The N.I.E. Mystery-Riddle-Enigma

Yesterday's news about Iran's nuclear weapons or, more accurately, lack thereof is an event that recalls Winston Churchill's description of the Soviet Union as a mystery wrapped in a riddle inside an enigma.

Even by Bush Administration standards of incompetence, illogic and intrigue, there is no sane explanation for the President's continuing public insistence that Iran come clean about weapons that his National Security Adviser now admits Bush has known for "months" do not exist.

Unless...

Going back to the 2003 Cheney gang massaging of intelligence about Iraq's WMDs that prompted Colin Powell to mislead the UN, the questions arise (1) Is Stephen Hadley trying to hide the fact that Bush was being similarly duped or (2) Did the desire for another invasion lead Bush and Cheney once again to hide evidence that would destroy the rationale for doing it until the intelligence agencies themselves finally rebelled against doing another George Tenet?

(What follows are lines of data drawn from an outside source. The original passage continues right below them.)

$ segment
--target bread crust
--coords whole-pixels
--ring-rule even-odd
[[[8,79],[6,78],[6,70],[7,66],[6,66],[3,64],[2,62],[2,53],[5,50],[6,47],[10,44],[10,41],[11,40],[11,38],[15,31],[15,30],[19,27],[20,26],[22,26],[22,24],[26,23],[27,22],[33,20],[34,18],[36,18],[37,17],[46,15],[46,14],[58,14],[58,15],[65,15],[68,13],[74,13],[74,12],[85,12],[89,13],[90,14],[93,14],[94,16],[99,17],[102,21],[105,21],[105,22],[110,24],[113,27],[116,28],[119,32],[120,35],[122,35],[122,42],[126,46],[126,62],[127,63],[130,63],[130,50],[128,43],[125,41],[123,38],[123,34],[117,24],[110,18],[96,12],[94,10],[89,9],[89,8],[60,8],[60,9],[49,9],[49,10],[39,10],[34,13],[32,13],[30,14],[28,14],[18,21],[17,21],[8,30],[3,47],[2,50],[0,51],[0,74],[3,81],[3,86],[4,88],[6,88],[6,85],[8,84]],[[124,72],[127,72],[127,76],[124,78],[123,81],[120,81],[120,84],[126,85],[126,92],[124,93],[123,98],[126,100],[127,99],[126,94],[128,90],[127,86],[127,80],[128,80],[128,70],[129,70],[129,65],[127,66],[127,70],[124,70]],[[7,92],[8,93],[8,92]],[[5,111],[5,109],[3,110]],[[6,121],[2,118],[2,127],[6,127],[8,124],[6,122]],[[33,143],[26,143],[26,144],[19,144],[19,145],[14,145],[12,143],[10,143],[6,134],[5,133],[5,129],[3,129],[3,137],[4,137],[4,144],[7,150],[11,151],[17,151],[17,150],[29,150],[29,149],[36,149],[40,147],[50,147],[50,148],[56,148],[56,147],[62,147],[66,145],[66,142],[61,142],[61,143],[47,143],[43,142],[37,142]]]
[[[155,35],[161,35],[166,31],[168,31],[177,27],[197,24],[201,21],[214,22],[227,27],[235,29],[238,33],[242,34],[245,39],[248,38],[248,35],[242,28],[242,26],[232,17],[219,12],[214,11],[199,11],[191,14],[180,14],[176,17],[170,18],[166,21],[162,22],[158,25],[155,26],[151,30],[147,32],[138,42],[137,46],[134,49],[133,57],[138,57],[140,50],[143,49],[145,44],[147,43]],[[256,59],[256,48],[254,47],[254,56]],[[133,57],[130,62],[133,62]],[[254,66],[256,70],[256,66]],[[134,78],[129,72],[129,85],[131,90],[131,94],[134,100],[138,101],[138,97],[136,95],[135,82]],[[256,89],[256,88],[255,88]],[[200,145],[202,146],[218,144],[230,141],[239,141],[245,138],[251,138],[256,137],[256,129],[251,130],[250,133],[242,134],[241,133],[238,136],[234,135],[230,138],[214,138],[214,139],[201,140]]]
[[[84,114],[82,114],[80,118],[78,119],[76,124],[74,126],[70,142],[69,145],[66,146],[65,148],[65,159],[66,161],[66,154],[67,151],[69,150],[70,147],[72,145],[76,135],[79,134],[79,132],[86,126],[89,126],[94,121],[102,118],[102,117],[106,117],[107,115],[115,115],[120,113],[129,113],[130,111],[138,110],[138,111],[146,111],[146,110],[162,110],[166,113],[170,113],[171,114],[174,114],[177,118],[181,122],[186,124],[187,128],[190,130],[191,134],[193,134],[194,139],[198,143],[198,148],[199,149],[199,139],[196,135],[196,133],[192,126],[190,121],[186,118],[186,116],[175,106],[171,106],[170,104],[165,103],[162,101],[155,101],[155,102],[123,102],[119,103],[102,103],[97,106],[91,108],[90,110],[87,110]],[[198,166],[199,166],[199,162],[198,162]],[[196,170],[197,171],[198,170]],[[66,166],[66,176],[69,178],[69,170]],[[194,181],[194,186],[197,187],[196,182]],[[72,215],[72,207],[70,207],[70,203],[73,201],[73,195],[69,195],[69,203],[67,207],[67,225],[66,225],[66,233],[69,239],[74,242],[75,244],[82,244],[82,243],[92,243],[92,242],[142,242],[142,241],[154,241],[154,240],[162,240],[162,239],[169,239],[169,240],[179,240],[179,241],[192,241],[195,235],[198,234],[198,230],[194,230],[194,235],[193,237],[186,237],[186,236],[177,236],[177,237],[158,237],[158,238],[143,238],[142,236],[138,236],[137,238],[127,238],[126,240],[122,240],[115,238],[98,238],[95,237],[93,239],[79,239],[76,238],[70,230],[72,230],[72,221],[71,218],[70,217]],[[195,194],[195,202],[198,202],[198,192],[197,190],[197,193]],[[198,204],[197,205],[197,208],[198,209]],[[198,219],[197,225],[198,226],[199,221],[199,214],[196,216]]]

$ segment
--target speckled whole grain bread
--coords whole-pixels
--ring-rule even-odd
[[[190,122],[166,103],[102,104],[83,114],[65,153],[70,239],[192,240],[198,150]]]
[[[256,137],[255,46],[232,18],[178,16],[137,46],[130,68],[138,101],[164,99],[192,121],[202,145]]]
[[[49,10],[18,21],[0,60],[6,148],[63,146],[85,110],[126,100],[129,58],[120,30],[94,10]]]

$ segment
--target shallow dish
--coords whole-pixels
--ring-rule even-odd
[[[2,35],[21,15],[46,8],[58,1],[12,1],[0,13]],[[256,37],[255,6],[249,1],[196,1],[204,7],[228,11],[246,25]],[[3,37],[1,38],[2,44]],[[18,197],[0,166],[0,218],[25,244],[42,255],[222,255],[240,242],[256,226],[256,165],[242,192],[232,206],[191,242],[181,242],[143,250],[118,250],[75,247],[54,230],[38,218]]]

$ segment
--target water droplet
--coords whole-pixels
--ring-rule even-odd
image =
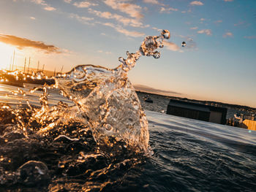
[[[119,58],[118,58],[118,61],[119,61],[121,63],[123,63],[123,64],[125,63],[125,59],[123,58],[122,57],[119,57]]]
[[[104,127],[107,131],[111,131],[113,129],[113,127],[110,124],[105,124]]]
[[[170,31],[167,29],[162,30],[161,34],[166,39],[168,39],[170,38]]]
[[[154,53],[153,57],[154,58],[159,58],[160,57],[160,55],[161,55],[161,53],[158,51],[156,51]]]

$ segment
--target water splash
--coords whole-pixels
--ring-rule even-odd
[[[187,46],[186,42],[183,42],[181,43],[181,47],[186,47],[186,46]]]
[[[29,100],[26,108],[0,105],[4,123],[0,124],[0,184],[21,188],[42,185],[42,191],[74,191],[71,177],[82,183],[75,185],[76,191],[118,185],[124,170],[141,164],[150,152],[148,121],[127,73],[141,55],[159,58],[157,49],[169,37],[167,30],[146,37],[138,51],[127,52],[127,58],[119,58],[121,64],[113,69],[82,65],[50,80],[42,74],[7,73],[10,80],[48,85],[30,91],[42,91],[41,107]],[[73,104],[49,104],[56,88]],[[13,94],[29,96],[22,88]]]
[[[48,136],[59,125],[69,125],[70,122],[76,121],[92,132],[99,145],[112,145],[113,142],[121,141],[137,152],[147,152],[148,122],[135,90],[127,77],[127,72],[142,55],[159,58],[160,53],[157,49],[163,47],[163,39],[169,38],[167,30],[163,30],[159,36],[146,37],[136,53],[127,51],[127,58],[120,57],[121,64],[113,69],[81,65],[50,80],[41,73],[26,75],[18,72],[12,72],[20,80],[26,78],[46,80],[43,82],[48,84],[42,89],[35,88],[30,91],[31,93],[38,90],[42,91],[39,96],[41,108],[33,107],[28,101],[28,110],[15,112],[21,129],[29,132],[36,131],[39,134]],[[58,105],[50,107],[48,88],[59,88],[75,105],[69,107],[61,101]],[[15,93],[26,96],[21,89]],[[29,118],[26,119],[25,116]],[[59,133],[62,134],[61,130]]]
[[[55,78],[55,87],[76,104],[73,110],[89,126],[98,144],[109,144],[112,138],[124,141],[137,150],[147,151],[149,139],[148,122],[127,72],[141,55],[160,57],[156,50],[170,38],[167,30],[160,36],[145,38],[135,53],[127,52],[127,58],[113,69],[83,65]],[[70,110],[72,111],[72,110]]]

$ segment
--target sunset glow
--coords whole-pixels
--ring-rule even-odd
[[[133,85],[256,107],[255,9],[255,0],[1,1],[1,66],[16,47],[18,68],[30,57],[32,67],[51,71],[113,69],[146,36],[168,29],[160,58],[141,58],[129,72]]]
[[[10,64],[12,62],[13,51],[15,47],[0,42],[0,69],[9,69]],[[12,60],[12,61],[11,61]]]

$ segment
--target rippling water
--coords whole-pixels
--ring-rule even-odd
[[[255,131],[146,118],[127,72],[169,37],[146,37],[113,69],[78,66],[42,92],[1,85],[0,191],[254,191]]]
[[[255,131],[150,111],[146,115],[148,155],[99,149],[90,132],[81,131],[79,139],[28,138],[7,128],[0,137],[0,191],[255,191]],[[68,131],[80,126],[70,125]]]

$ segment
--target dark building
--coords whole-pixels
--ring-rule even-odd
[[[225,124],[227,109],[170,99],[166,113],[187,118]]]

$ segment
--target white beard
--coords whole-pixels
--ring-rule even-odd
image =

There are other, less likely possibilities. Did Congressional overseers threaten to blow the whistle (they deny it)? Did somebody finally wise up to the fact that the murky exile-terrorist group, Mujahedeen-e-Khalq or MEK, credited with "helping expose Iran’s secret nuclear program,” has been no more reliable than Ahmed Chalabi's grifters were in Iraq?

As conservatives scramble to explain that Iran stopped trying to produce nuclear weapons in 2003 because they were terrified by our invasion of Iraq (the most Hail Mary of passes in a gone game), the maddening opaqueness of what happened this week to derail Bush's milk run to World War III remains a 21st century mystery wrapped in a riddle inside an enigma.

Fourteen months from now, maybe we can give up playing these heart-stopping Neo-Con games and start living again in a sane world.